Promoting Competition in Competition Law: the Role of Third-party Funding in Overcoming Competitive Barriers in Private Antitrust Enforcement Practice

Publication year2020
AuthorBy Jiamie Chen
PROMOTING COMPETITION IN COMPETITION LAW: THE ROLE OF THIRD-PARTY FUNDING IN OVERCOMING COMPETITIVE BARRIERS IN PRIVATE ANTITRUST ENFORCEMENT PRACTICE

By Jiamie Chen1

I. INTRODUCTION

Among the most fundamental antitrust concerns are barriers to entry in concentrated markets. Yet antitrust practice itself——specifically big-ticket private enforcement—remains a concentrated market subject to longstanding competitive barriers within the greater legal industry. Private enforcement contingency practice inherently involves high risks and high rewards. Recent developments have driven contingency risks even higher, requiring greater investments at early stages of litigation while creating more ways for plaintiffs to lose. No one can meaningfully compete—or continue competing—in the private enforcement market without effectively managing the financial risks of the practice.

But the private enforcement world is changing. The targeted conduct itself is evolving, from proverbial smoke-filled rooms to computer algorithms2 and two-sided e-commerce platforms.3 New thought leaders like Lena Kahn4 and Dina Srinivasan5 are shifting the conversation on how traditional antitrust principles apply to today's economic and commercial realities.
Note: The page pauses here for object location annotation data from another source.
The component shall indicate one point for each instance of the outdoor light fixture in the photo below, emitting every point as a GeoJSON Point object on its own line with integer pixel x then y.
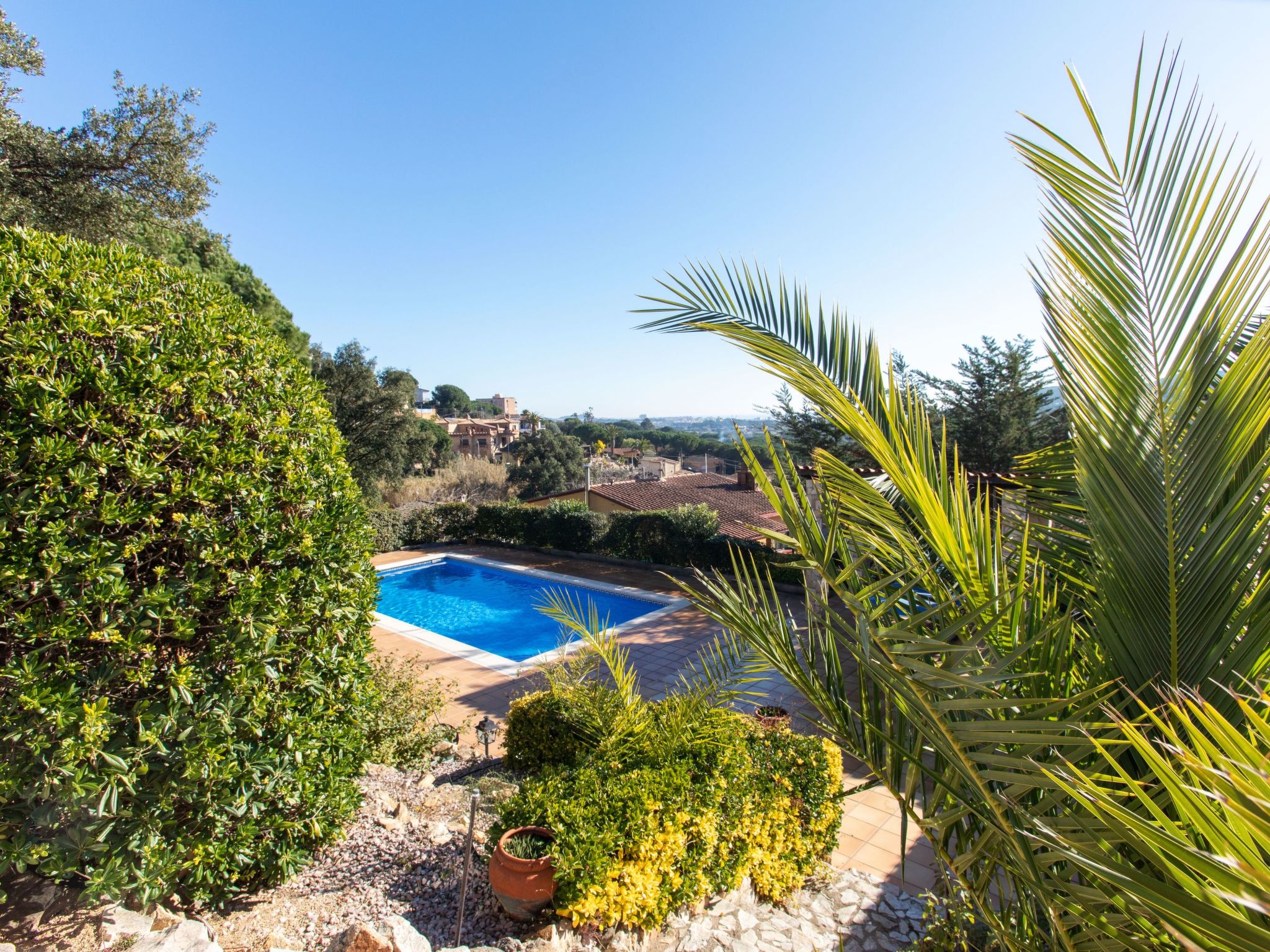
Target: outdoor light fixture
{"type": "Point", "coordinates": [486, 731]}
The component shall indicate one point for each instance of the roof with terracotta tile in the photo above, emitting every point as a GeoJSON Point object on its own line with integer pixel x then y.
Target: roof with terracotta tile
{"type": "Point", "coordinates": [738, 507]}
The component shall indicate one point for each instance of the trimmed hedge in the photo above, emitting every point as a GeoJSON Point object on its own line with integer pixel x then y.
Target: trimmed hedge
{"type": "Point", "coordinates": [536, 734]}
{"type": "Point", "coordinates": [634, 842]}
{"type": "Point", "coordinates": [186, 589]}
{"type": "Point", "coordinates": [670, 536]}
{"type": "Point", "coordinates": [512, 523]}
{"type": "Point", "coordinates": [686, 536]}
{"type": "Point", "coordinates": [388, 527]}
{"type": "Point", "coordinates": [569, 524]}
{"type": "Point", "coordinates": [455, 519]}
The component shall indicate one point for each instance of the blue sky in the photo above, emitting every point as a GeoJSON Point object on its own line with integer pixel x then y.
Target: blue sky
{"type": "Point", "coordinates": [479, 192]}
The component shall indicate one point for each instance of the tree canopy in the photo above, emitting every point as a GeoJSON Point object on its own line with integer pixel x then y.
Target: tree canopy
{"type": "Point", "coordinates": [384, 438]}
{"type": "Point", "coordinates": [131, 174]}
{"type": "Point", "coordinates": [998, 407]}
{"type": "Point", "coordinates": [451, 400]}
{"type": "Point", "coordinates": [545, 462]}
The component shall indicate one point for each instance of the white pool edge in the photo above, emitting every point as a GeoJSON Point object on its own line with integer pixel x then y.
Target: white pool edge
{"type": "Point", "coordinates": [506, 666]}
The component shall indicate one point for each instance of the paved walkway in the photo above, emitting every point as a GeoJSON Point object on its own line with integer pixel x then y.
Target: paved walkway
{"type": "Point", "coordinates": [870, 838]}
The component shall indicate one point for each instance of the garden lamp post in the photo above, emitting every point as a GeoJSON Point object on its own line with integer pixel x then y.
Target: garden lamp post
{"type": "Point", "coordinates": [486, 731]}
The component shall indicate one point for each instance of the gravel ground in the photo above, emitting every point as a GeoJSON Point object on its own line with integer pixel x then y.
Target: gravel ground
{"type": "Point", "coordinates": [404, 855]}
{"type": "Point", "coordinates": [376, 871]}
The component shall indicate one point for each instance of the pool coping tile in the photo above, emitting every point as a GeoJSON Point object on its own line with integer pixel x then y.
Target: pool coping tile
{"type": "Point", "coordinates": [506, 666]}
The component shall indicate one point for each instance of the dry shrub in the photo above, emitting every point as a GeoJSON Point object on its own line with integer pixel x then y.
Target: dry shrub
{"type": "Point", "coordinates": [466, 479]}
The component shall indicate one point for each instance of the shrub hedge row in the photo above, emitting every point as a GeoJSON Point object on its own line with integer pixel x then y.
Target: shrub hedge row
{"type": "Point", "coordinates": [186, 589]}
{"type": "Point", "coordinates": [637, 843]}
{"type": "Point", "coordinates": [687, 536]}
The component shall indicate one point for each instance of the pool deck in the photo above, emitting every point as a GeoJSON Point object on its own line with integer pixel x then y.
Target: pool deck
{"type": "Point", "coordinates": [659, 649]}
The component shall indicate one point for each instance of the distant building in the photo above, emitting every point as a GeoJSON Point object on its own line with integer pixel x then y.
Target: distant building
{"type": "Point", "coordinates": [506, 407]}
{"type": "Point", "coordinates": [658, 466]}
{"type": "Point", "coordinates": [483, 438]}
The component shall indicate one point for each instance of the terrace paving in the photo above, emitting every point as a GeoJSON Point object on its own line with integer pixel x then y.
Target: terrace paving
{"type": "Point", "coordinates": [660, 649]}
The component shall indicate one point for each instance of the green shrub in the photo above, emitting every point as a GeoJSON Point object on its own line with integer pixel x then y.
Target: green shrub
{"type": "Point", "coordinates": [186, 589]}
{"type": "Point", "coordinates": [539, 735]}
{"type": "Point", "coordinates": [386, 524]}
{"type": "Point", "coordinates": [568, 524]}
{"type": "Point", "coordinates": [636, 842]}
{"type": "Point", "coordinates": [718, 552]}
{"type": "Point", "coordinates": [420, 527]}
{"type": "Point", "coordinates": [454, 519]}
{"type": "Point", "coordinates": [667, 536]}
{"type": "Point", "coordinates": [402, 708]}
{"type": "Point", "coordinates": [513, 523]}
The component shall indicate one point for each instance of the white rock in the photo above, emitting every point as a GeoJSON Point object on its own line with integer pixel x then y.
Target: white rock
{"type": "Point", "coordinates": [187, 936]}
{"type": "Point", "coordinates": [438, 833]}
{"type": "Point", "coordinates": [403, 936]}
{"type": "Point", "coordinates": [117, 922]}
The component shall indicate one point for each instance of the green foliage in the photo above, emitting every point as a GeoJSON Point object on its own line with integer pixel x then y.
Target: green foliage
{"type": "Point", "coordinates": [513, 523]}
{"type": "Point", "coordinates": [998, 409]}
{"type": "Point", "coordinates": [455, 519]}
{"type": "Point", "coordinates": [419, 527]}
{"type": "Point", "coordinates": [953, 926]}
{"type": "Point", "coordinates": [569, 524]}
{"type": "Point", "coordinates": [545, 462]}
{"type": "Point", "coordinates": [527, 845]}
{"type": "Point", "coordinates": [385, 438]}
{"type": "Point", "coordinates": [655, 805]}
{"type": "Point", "coordinates": [451, 400]}
{"type": "Point", "coordinates": [804, 431]}
{"type": "Point", "coordinates": [1053, 696]}
{"type": "Point", "coordinates": [402, 711]}
{"type": "Point", "coordinates": [667, 536]}
{"type": "Point", "coordinates": [388, 527]}
{"type": "Point", "coordinates": [186, 592]}
{"type": "Point", "coordinates": [113, 174]}
{"type": "Point", "coordinates": [636, 840]}
{"type": "Point", "coordinates": [538, 734]}
{"type": "Point", "coordinates": [131, 174]}
{"type": "Point", "coordinates": [200, 250]}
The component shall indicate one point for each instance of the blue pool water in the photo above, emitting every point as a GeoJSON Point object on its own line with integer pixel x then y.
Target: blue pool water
{"type": "Point", "coordinates": [491, 609]}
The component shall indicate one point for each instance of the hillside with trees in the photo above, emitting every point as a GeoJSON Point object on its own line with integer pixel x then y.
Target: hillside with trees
{"type": "Point", "coordinates": [133, 173]}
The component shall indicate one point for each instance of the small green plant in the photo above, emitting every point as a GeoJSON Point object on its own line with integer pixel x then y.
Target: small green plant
{"type": "Point", "coordinates": [658, 804]}
{"type": "Point", "coordinates": [951, 926]}
{"type": "Point", "coordinates": [402, 710]}
{"type": "Point", "coordinates": [527, 845]}
{"type": "Point", "coordinates": [386, 526]}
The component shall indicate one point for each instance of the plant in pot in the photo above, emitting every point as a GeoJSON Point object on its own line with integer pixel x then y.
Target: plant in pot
{"type": "Point", "coordinates": [522, 873]}
{"type": "Point", "coordinates": [773, 716]}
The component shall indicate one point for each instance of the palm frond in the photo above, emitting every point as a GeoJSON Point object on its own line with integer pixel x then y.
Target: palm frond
{"type": "Point", "coordinates": [1193, 843]}
{"type": "Point", "coordinates": [1152, 276]}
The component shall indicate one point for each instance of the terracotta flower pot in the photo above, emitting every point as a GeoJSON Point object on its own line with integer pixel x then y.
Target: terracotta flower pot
{"type": "Point", "coordinates": [771, 716]}
{"type": "Point", "coordinates": [523, 886]}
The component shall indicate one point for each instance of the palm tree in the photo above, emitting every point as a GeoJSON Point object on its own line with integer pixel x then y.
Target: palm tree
{"type": "Point", "coordinates": [1024, 685]}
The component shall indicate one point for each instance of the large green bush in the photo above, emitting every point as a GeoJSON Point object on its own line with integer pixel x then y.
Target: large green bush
{"type": "Point", "coordinates": [186, 591]}
{"type": "Point", "coordinates": [667, 536]}
{"type": "Point", "coordinates": [388, 527]}
{"type": "Point", "coordinates": [641, 838]}
{"type": "Point", "coordinates": [513, 523]}
{"type": "Point", "coordinates": [454, 519]}
{"type": "Point", "coordinates": [569, 524]}
{"type": "Point", "coordinates": [538, 733]}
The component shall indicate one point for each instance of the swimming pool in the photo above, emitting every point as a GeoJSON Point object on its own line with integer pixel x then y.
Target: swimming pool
{"type": "Point", "coordinates": [486, 611]}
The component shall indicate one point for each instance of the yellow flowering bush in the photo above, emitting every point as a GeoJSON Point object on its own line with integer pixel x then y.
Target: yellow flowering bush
{"type": "Point", "coordinates": [638, 840]}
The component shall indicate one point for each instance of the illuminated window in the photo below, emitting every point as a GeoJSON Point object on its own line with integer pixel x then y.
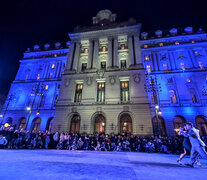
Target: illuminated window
{"type": "Point", "coordinates": [122, 46]}
{"type": "Point", "coordinates": [50, 75]}
{"type": "Point", "coordinates": [86, 50]}
{"type": "Point", "coordinates": [38, 76]}
{"type": "Point", "coordinates": [182, 66]}
{"type": "Point", "coordinates": [103, 65]}
{"type": "Point", "coordinates": [78, 92]}
{"type": "Point", "coordinates": [26, 78]}
{"type": "Point", "coordinates": [124, 91]}
{"type": "Point", "coordinates": [165, 67]}
{"type": "Point", "coordinates": [101, 92]}
{"type": "Point", "coordinates": [180, 55]}
{"type": "Point", "coordinates": [145, 46]}
{"type": "Point", "coordinates": [146, 58]}
{"type": "Point", "coordinates": [103, 48]}
{"type": "Point", "coordinates": [193, 96]}
{"type": "Point", "coordinates": [197, 53]}
{"type": "Point", "coordinates": [84, 66]}
{"type": "Point", "coordinates": [46, 87]}
{"type": "Point", "coordinates": [201, 65]}
{"type": "Point", "coordinates": [173, 97]}
{"type": "Point", "coordinates": [188, 80]}
{"type": "Point", "coordinates": [123, 64]}
{"type": "Point", "coordinates": [148, 68]}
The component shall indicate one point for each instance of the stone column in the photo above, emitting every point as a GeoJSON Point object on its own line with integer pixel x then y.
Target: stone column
{"type": "Point", "coordinates": [95, 55]}
{"type": "Point", "coordinates": [70, 56]}
{"type": "Point", "coordinates": [90, 54]}
{"type": "Point", "coordinates": [76, 57]}
{"type": "Point", "coordinates": [109, 52]}
{"type": "Point", "coordinates": [130, 51]}
{"type": "Point", "coordinates": [115, 53]}
{"type": "Point", "coordinates": [138, 57]}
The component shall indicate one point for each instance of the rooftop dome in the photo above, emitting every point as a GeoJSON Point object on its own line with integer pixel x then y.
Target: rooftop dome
{"type": "Point", "coordinates": [104, 15]}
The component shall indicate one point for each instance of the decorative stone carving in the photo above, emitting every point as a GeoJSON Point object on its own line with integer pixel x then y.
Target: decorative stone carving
{"type": "Point", "coordinates": [112, 80]}
{"type": "Point", "coordinates": [36, 47]}
{"type": "Point", "coordinates": [66, 82]}
{"type": "Point", "coordinates": [89, 80]}
{"type": "Point", "coordinates": [136, 78]}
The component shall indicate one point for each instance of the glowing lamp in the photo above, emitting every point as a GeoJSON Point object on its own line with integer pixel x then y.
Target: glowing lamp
{"type": "Point", "coordinates": [156, 107]}
{"type": "Point", "coordinates": [6, 125]}
{"type": "Point", "coordinates": [159, 112]}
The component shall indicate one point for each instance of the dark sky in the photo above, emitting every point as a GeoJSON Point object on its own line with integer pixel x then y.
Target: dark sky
{"type": "Point", "coordinates": [24, 23]}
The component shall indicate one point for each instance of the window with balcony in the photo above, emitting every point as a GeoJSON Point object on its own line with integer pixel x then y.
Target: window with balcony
{"type": "Point", "coordinates": [173, 97]}
{"type": "Point", "coordinates": [165, 67]}
{"type": "Point", "coordinates": [85, 50]}
{"type": "Point", "coordinates": [148, 67]}
{"type": "Point", "coordinates": [101, 92]}
{"type": "Point", "coordinates": [193, 96]}
{"type": "Point", "coordinates": [124, 91]}
{"type": "Point", "coordinates": [123, 64]}
{"type": "Point", "coordinates": [84, 66]}
{"type": "Point", "coordinates": [78, 92]}
{"type": "Point", "coordinates": [38, 76]}
{"type": "Point", "coordinates": [103, 65]}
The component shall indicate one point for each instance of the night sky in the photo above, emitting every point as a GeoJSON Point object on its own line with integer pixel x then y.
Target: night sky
{"type": "Point", "coordinates": [24, 23]}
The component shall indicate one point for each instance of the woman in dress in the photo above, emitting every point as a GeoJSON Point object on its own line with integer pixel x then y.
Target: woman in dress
{"type": "Point", "coordinates": [186, 149]}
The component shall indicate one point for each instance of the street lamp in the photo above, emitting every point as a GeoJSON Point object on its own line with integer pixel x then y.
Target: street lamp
{"type": "Point", "coordinates": [10, 98]}
{"type": "Point", "coordinates": [152, 86]}
{"type": "Point", "coordinates": [37, 90]}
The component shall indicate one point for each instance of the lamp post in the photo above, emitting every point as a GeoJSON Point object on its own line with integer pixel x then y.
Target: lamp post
{"type": "Point", "coordinates": [152, 86]}
{"type": "Point", "coordinates": [10, 98]}
{"type": "Point", "coordinates": [37, 90]}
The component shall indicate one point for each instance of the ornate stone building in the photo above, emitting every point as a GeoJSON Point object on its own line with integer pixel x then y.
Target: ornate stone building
{"type": "Point", "coordinates": [112, 78]}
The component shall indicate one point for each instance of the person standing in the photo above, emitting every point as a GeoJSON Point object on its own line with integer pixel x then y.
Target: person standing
{"type": "Point", "coordinates": [197, 145]}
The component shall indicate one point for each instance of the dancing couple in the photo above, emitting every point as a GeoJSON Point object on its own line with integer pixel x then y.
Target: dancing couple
{"type": "Point", "coordinates": [192, 143]}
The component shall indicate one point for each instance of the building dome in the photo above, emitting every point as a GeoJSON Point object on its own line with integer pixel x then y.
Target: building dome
{"type": "Point", "coordinates": [104, 15]}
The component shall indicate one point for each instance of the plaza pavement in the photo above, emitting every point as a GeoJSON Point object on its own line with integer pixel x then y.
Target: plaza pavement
{"type": "Point", "coordinates": [90, 165]}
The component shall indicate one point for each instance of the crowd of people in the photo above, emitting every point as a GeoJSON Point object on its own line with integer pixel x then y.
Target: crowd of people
{"type": "Point", "coordinates": [21, 139]}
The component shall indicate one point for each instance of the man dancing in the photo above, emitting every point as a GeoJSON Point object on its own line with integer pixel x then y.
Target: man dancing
{"type": "Point", "coordinates": [198, 146]}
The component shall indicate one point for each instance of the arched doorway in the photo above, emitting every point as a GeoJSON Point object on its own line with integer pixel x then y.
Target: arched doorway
{"type": "Point", "coordinates": [159, 127]}
{"type": "Point", "coordinates": [75, 124]}
{"type": "Point", "coordinates": [9, 120]}
{"type": "Point", "coordinates": [125, 123]}
{"type": "Point", "coordinates": [178, 122]}
{"type": "Point", "coordinates": [22, 123]}
{"type": "Point", "coordinates": [49, 124]}
{"type": "Point", "coordinates": [100, 123]}
{"type": "Point", "coordinates": [201, 123]}
{"type": "Point", "coordinates": [36, 124]}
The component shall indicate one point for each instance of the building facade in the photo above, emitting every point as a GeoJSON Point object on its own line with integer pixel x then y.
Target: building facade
{"type": "Point", "coordinates": [112, 78]}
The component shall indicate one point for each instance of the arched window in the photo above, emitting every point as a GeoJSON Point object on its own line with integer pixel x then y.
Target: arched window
{"type": "Point", "coordinates": [178, 122]}
{"type": "Point", "coordinates": [75, 124]}
{"type": "Point", "coordinates": [49, 124]}
{"type": "Point", "coordinates": [125, 123]}
{"type": "Point", "coordinates": [173, 97]}
{"type": "Point", "coordinates": [36, 124]}
{"type": "Point", "coordinates": [22, 123]}
{"type": "Point", "coordinates": [9, 120]}
{"type": "Point", "coordinates": [100, 124]}
{"type": "Point", "coordinates": [201, 123]}
{"type": "Point", "coordinates": [193, 96]}
{"type": "Point", "coordinates": [159, 127]}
In addition, key precedents in antitrust collective actions are developing abroad, particularly in the United Kingdom.6

These factors create room for new players and new ways to compete in the private enforcement market. One development in particular—the rise of third-party commercial litigation funding in the United States—can help competitors overcome the risk management barriers in this practice market. Commercial funding provides non-recourse capital to law firms and operates like an investment. By contrast, a traditional recourse loan must be repaid with interest regardless of litigation outcome. Moreover, it makes truly institutional-scale capital available to the legal market and can help level the playing field with well-resourced corporate defendants. Of course, there is no substitute for requisite experience.7 But third-party commercial litigation funding can and should play a key role in promoting competition in competition law.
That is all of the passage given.